Body: body_mass, body_ipos, body_iquat, body_inertia, body_pos, body_quat

Geom: geom_friction, geom_pos, geom_quat, geom_rgba

Site: site_pos, site_quat

Randomization Parameters#

Distribution: "uniform" (default), "log_uniform" (values must be > 0), "gaussian" (mean, std)

Operation: "abs" (default, set), "scale" (multiply), "add" (offset)

Axis selection#

Multi-dimensional fields can be randomized per-axis.

Friction. Geoms have three coefficients [tangential, torsional, rolling]. For condim=3 (standard frictional contact), only axis 0 (tangential) affects contact behavior:

# Tangential friction (affects condim=3)
params={"field": "geom_friction", "ranges": {0: (0.3, 1.2)}}

# Tangential + torsional (torsional matters for condim >= 4)
params={"field": "geom_friction", "ranges": {0: (0.5, 1.0), 1: (0.001, 0.01)}}

# X and Y position
params={"field": "body_pos", "axes": [0, 1], "ranges": (-0.1, 0.1)}

Examples#

Friction (reset)#

foot_friction: EventTerm = term(
    EventTerm,
    mode="reset",
    func=mdp.randomize_field,
    domain_randomization=True,
    params={
        "asset_cfg": SceneEntityCfg("robot", geom_names=[".*_foot.*"]),
        "field": "geom_friction",
        "ranges": (0.3, 1.2),
        "operation": "abs",
    },
)

Note

Give your robot’s collision geoms higher priority than terrain (geom priority defaults to 0). Then you only need to randomize robot friction. MuJoCo will use the higher-priority geom’s friction in (robot, terrain) contacts.

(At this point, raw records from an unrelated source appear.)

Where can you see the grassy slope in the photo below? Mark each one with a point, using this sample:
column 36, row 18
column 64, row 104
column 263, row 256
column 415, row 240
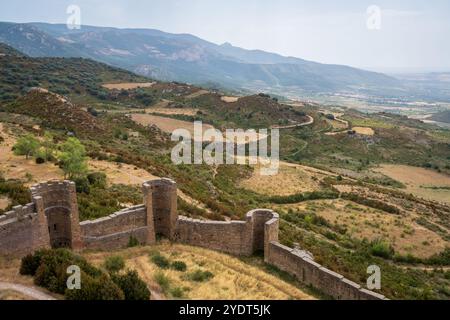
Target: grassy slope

from mjlab.utils.spec_config import CollisionCfg

robot_collision = CollisionCfg(
    geom_names_expr=[".*_foot.*"],
    priority=1,
    friction=(0.6,),
    condim=3,
)

Joint Offset (startup)#

Randomize default joint positions to simulate joint offset calibration errors:

joint_offset: EventTerm = term(
    EventTerm,
    mode="startup",
    func=mdp.randomize_field,
    domain_randomization=True,
    params={
        "asset_cfg": SceneEntityCfg("robot", joint_names=[".*"]),
        "field": "qpos0",
        "ranges": (-0.01, 0.01),
        "operation": "add",
    },
)

Center of Mass (COM) (startup)#

com: EventTerm = term(
    EventTerm,
    mode="startup",
    func=mdp.randomize_field,
    domain_randomization=True,
    params={
        "asset_cfg": SceneEntityCfg("robot", body_names=["torso"]),
        "field": "body_ipos",
        "ranges": {0: (-0.02, 0.02), 1: (-0.02, 0.02)},
        "operation": "add",
    },
)

Custom Class-Based Event Terms#

You can create custom event terms using classes instead of functions. This is useful for event terms that need to maintain state or perform initialization logic:

class RandomizeTerrainFriction:
    """Custom event term that randomizes terrain friction."""

    def __init__(self, cfg, env):
        # Find the terrain geom index during initialization
        self._terrain_idx = None
        for idx, geom in enumerate(env.scene.spec.geoms):
            if geom.name == "terrain":
                self._terrain_idx = idx

        if self._terrain_idx is None:
            raise ValueError("Terrain geom not found in the model.")

    def __call__(self, env, env_ids, ranges):
        """Called each time the event is triggered."""
        from mjlab.utils.math import sample_uniform
        env.sim.model.geom_friction[env_ids, self._terrain_idx, 0] = sample_uniform(
            ranges[0], ranges[1], len(env_ids), env.device
        )


# Use the custom class in your environment config
terrain_friction: EventTerm = term(
    EventTerm,
    mode="reset",
    func=RandomizeTerrainFriction,
    domain_randomization=True,
    params={"field": "geom_friction", "ranges": (0.3, 1.2)},
)

Migrating from Isaac Lab#

Isaac Lab exposes explicit friction combination modes (multiply, average, min, max). MuJoCo instead uses priority-based selection: if one contacting geom has higher priority, its friction is used; otherwise the element-wise maximum is used. See the MuJoCo contact documentation for details.